Un souffle nouveau à Grand-Bassam
Dans l’ancien hôtel des Postes et Douanes, rénové sous la houlette des architectes Koffi & Diabaté, la Maison de l’Art marie patrimoine et création contemporaine.
Un musée que l'on visite autant pour l’histoire de son bâtiment que pour la sélection de ses oeuvres. Voilà une expérience culturelle particulièrement enrichissante.
La Maison de l’Art, inaugurée en mai 2025, offre avant tout une immersion dans l’ancien hôtel des Postes et Douanes. Il a été rénové avec soin et sens, dans le strict respect des normes patrimoniales, par le cabinet d’architectes de renom Koffi & Diabaté. On observe la beauté des persiennes depuis l’extérieur du bâtiment, souvenir d’un temps où la climatisation n’existait pas, où les lieux étaient rafraîchis par l’air qui y circulait aisément. Le mélange entre ces détails historiques et le choix d’habiller les luminaires de suspensions contemporaines en terre cuite de Bassam, signées Maison Kaolin, traduit la volonté de s’inscrire dans un patrimoine historique qui sait se conjuguer au présent.
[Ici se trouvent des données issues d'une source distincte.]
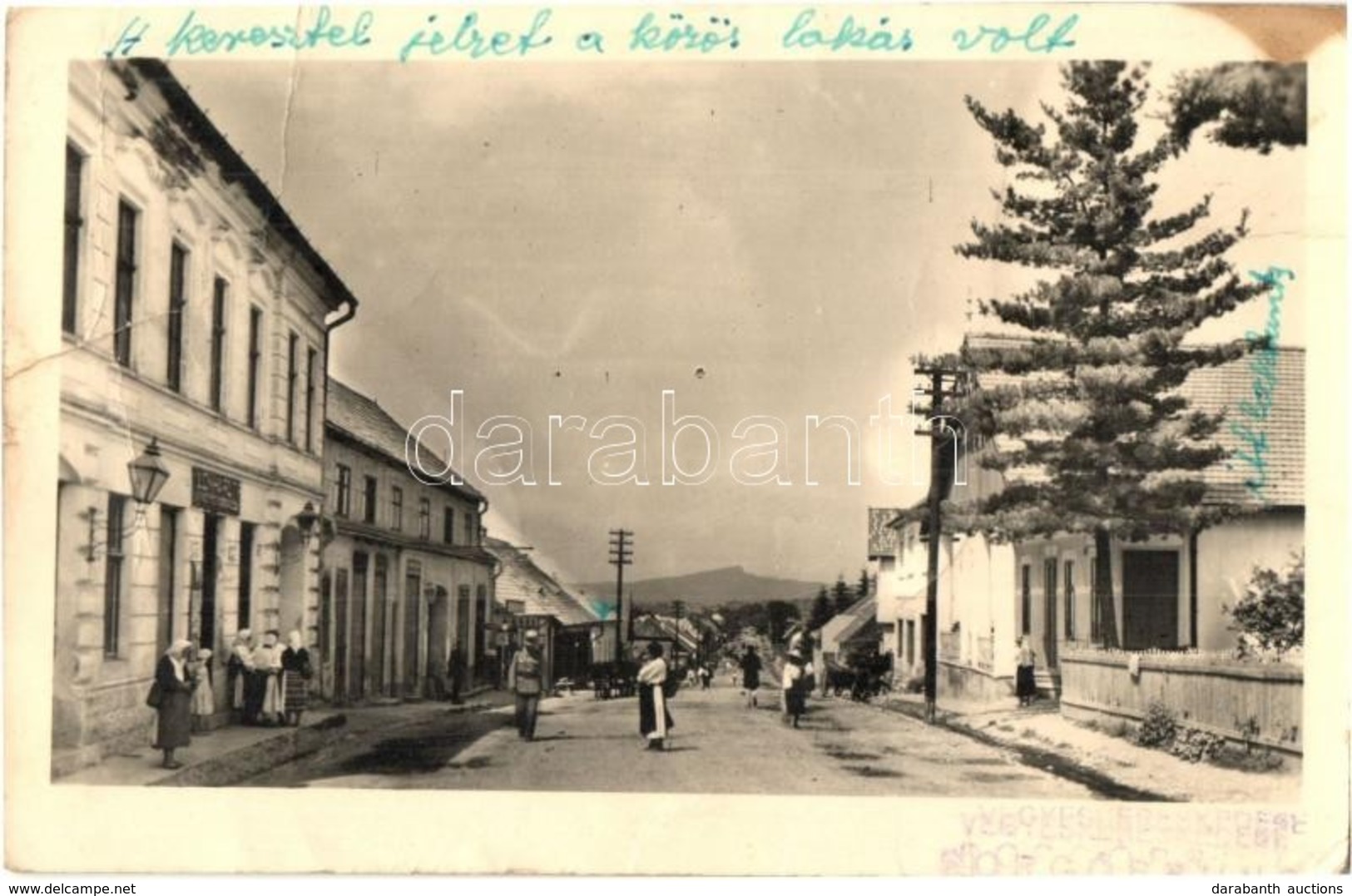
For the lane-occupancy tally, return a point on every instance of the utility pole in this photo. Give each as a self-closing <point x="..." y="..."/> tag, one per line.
<point x="944" y="383"/>
<point x="621" y="556"/>
<point x="676" y="644"/>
Mais l’ambition dépasse le simple établissement muséal. On y découvre deux salles d’exposition permanente, une salle d’exposition temporaire, une résidence d’artistes avec atelier, un café-restaurant et des espaces de rencontres, de réunions et de co-working. Un chantier-école a même accueilli des étudiants en architecture et de l’INSAAC pendant les travaux la transmission fait partie du projet.
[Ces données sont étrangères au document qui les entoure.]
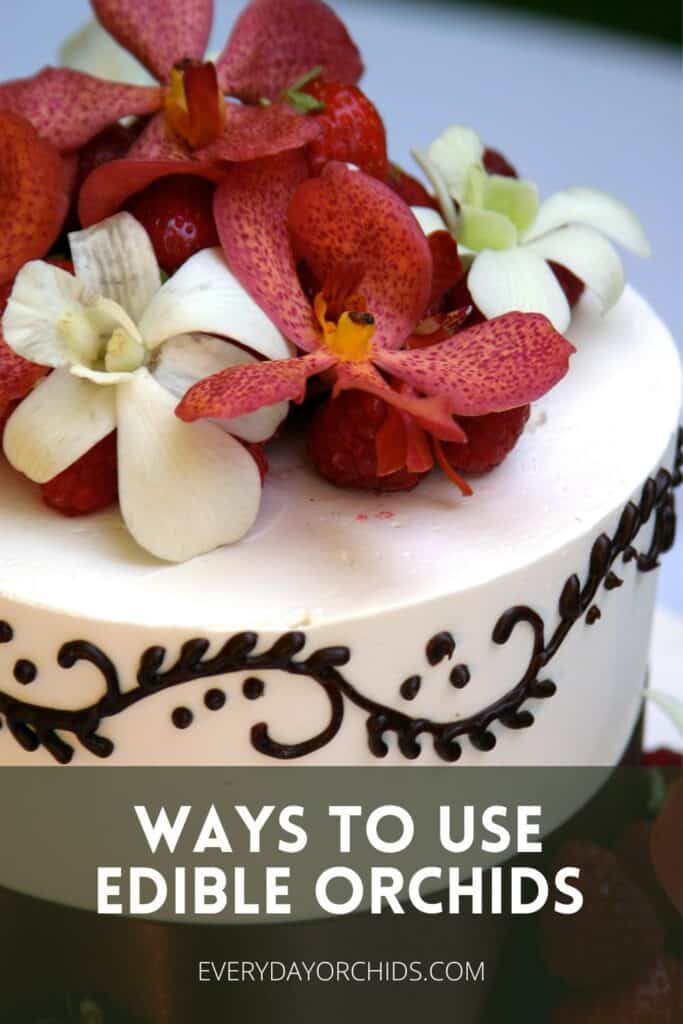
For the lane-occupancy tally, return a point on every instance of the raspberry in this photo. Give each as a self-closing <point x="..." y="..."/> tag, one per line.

Le musée, dont la collection permanente se visite à l’étage, présente une sélection de la Fondation Société générale, qui a porté ce projet culturel, artistique, architectural et historique en partenariat avec l’État et le ministère de la Culture et de la Francophonie. L’exposition inaugurale, «Souffle», donne le ton: un renouveau artistique pour le pays, une renaissance pour Bassam.
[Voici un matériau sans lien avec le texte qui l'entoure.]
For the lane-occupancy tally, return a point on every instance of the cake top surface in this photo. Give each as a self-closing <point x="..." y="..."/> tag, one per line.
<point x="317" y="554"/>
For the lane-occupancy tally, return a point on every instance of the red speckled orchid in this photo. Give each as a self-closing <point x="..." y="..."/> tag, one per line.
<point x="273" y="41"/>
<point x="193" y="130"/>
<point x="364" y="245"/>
Un sens de la préservation du patrimoine qui transpire aussi dans la curation des oeuvres. Les deux salles permettent de découvrir des artistes d’Afrique de l’Ouest, l’une rendant hommage aux maîtres, comme Pascal Konan, Ouattara Watts et Monné Bou, et l’autre ouvrant la voie à une jeunesse créative et singulière, avec notamment Joana Choumali, dont le mélange de broderies et de textiles donne corps à des histoires locales, et Tosin Kalejaye, avec son Taylor’s Corner, particulièrement saisissant par le regard de son personnage et la modernité de ses couleurs.
Après l’installation de nombreux artistes, designers, photographes et réalisateurs, Grand-Bassam, ancienne capitale coloniale classée au patrimoine mondial de l’Unesco depuis 2012, poursuit son projet de rénovation, et garde l’ambition d’être une ville phare pour l’art et la culture en Côte d’Ivoire.